Rassadin and Soyot as an endangered language

According to Valentin I. Rassadin, the Soyots spoke their own language fluently in the 1920s.(Rassadin 1996:10-22). Many Soyot married into the larger culture, the Buryats. By 1996 the language was almost lost (Rassadin 1996:10-22).

Shamanism

Among the various Soyot cultures, the central Soyot groups, keeping cattle and horses, show Khalkha-Mongolian phenomena in their shamanism, the shamanism of Western Soyots, living on the steppe, is similar to that of Altai Turkic peoples. A shaman story narrates contacts between Soyots and Abakan Turkic peoples in a mythical form. The Karagas and Eastern (reindeer-breeding, mountain-inhabiting) Soyots have many similarities in their culture and shamanism. It was these two cultures who presented some ethnic features, phenomena lacking among neighboring Turkic peoples In a Soyot shamanic song, sounds of bird and wolf are imitated to represent helping spirits of the shaman. According to Rassadin, Buryat Buddhist lamas attempted to put an end to Soyot shamanism (Rassadin 1996:10-22).

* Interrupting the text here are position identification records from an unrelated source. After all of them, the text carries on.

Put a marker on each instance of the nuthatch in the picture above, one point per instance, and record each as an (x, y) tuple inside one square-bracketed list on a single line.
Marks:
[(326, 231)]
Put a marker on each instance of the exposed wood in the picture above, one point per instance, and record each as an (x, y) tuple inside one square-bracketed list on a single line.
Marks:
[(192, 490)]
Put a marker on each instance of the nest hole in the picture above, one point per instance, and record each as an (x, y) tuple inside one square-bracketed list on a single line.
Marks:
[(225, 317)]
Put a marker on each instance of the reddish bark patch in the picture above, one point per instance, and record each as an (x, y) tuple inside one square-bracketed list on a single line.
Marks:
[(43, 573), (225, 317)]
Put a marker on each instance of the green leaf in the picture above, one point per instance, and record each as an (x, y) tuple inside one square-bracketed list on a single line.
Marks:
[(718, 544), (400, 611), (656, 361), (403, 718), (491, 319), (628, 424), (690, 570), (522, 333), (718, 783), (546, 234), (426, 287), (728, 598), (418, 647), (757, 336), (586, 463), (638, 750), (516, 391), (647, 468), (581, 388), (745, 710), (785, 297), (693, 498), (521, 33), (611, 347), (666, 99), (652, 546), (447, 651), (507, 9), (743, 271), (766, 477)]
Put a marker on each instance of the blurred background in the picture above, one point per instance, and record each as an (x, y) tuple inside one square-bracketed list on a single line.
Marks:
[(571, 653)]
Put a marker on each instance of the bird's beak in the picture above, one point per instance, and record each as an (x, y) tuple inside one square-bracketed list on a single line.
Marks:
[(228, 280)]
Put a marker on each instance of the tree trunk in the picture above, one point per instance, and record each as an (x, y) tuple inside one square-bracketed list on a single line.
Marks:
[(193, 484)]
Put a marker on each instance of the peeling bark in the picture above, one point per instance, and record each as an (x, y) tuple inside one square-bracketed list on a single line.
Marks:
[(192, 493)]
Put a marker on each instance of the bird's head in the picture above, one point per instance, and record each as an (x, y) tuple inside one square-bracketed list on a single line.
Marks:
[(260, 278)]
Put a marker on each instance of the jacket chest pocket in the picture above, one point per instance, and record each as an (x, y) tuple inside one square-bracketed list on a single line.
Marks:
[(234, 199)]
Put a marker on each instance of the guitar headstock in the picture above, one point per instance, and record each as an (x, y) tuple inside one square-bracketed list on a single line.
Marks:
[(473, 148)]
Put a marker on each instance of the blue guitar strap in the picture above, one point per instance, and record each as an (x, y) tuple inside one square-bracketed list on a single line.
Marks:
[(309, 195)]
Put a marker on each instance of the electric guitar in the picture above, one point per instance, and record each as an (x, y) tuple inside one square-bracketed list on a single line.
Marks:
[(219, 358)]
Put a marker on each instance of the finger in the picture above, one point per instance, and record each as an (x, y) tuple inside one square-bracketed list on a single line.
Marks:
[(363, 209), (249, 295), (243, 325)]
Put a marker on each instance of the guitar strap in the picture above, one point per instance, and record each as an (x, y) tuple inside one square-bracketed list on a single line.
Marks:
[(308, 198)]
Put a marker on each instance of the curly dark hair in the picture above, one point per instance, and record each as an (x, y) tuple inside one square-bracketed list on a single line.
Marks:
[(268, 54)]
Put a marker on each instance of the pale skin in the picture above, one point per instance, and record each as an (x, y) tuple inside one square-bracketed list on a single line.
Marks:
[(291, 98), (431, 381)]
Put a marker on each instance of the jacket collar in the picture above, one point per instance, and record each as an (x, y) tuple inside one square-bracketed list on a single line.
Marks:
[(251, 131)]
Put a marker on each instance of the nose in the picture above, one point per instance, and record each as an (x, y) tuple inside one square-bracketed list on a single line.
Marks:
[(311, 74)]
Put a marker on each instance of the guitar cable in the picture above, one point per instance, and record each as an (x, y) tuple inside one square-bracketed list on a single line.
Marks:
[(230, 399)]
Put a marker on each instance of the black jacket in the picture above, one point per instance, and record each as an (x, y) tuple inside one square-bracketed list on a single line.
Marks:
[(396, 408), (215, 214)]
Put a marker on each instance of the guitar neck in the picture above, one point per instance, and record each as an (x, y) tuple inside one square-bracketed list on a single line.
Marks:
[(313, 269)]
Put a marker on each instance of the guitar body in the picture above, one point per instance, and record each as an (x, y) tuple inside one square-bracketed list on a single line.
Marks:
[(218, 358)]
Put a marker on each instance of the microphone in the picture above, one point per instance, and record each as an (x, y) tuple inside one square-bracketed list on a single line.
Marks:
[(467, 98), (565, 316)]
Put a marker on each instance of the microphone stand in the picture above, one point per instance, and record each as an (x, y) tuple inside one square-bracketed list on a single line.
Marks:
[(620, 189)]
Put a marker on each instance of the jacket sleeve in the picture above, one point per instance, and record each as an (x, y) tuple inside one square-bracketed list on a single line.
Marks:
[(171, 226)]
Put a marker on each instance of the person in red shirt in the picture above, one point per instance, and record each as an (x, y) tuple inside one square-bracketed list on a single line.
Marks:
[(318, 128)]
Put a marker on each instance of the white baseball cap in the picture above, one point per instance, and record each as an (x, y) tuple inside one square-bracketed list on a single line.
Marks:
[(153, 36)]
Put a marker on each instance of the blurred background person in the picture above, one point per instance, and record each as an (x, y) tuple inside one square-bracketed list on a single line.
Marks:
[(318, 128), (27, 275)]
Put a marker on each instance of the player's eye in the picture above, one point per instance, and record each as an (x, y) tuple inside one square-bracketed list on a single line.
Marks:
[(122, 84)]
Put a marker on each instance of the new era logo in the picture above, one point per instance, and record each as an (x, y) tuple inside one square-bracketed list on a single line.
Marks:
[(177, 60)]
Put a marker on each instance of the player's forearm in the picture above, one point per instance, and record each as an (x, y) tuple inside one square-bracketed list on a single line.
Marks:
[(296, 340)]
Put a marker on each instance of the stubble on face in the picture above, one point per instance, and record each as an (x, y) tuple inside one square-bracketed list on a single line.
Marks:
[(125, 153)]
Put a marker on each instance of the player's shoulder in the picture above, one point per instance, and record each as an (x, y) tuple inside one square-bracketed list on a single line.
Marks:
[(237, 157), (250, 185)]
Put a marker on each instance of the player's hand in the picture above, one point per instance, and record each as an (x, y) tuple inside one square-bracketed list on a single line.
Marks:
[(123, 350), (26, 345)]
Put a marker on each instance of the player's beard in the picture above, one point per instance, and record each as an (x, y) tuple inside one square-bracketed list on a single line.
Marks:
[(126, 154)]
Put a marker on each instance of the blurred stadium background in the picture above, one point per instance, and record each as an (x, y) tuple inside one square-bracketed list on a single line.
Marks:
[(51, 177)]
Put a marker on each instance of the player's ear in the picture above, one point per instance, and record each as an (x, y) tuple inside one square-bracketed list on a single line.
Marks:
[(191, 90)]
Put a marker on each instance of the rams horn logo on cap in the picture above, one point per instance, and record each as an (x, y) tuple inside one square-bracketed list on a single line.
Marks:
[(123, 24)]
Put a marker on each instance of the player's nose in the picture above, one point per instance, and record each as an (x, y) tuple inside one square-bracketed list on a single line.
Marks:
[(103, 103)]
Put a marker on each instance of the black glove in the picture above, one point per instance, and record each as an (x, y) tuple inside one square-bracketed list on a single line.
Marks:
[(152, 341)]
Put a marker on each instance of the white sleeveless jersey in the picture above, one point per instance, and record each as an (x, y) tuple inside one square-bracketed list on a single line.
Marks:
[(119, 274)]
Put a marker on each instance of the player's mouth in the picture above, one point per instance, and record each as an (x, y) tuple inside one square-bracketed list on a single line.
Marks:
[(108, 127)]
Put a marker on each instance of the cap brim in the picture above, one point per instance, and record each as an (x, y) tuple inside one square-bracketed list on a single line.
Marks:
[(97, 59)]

In 2000 People’s Khural (Grand Assembly) of the Republic of Buryatia changed the name of the Okinsky Region to the Soyot National Aimag at the request of government of the Okinsky Region. In 2000 the Soyot succeeded in restoring their name and identity as one of the officially recognized Indigenous small-numbered peoples of the North, Siberia and the Far East by decree of the Russian Government.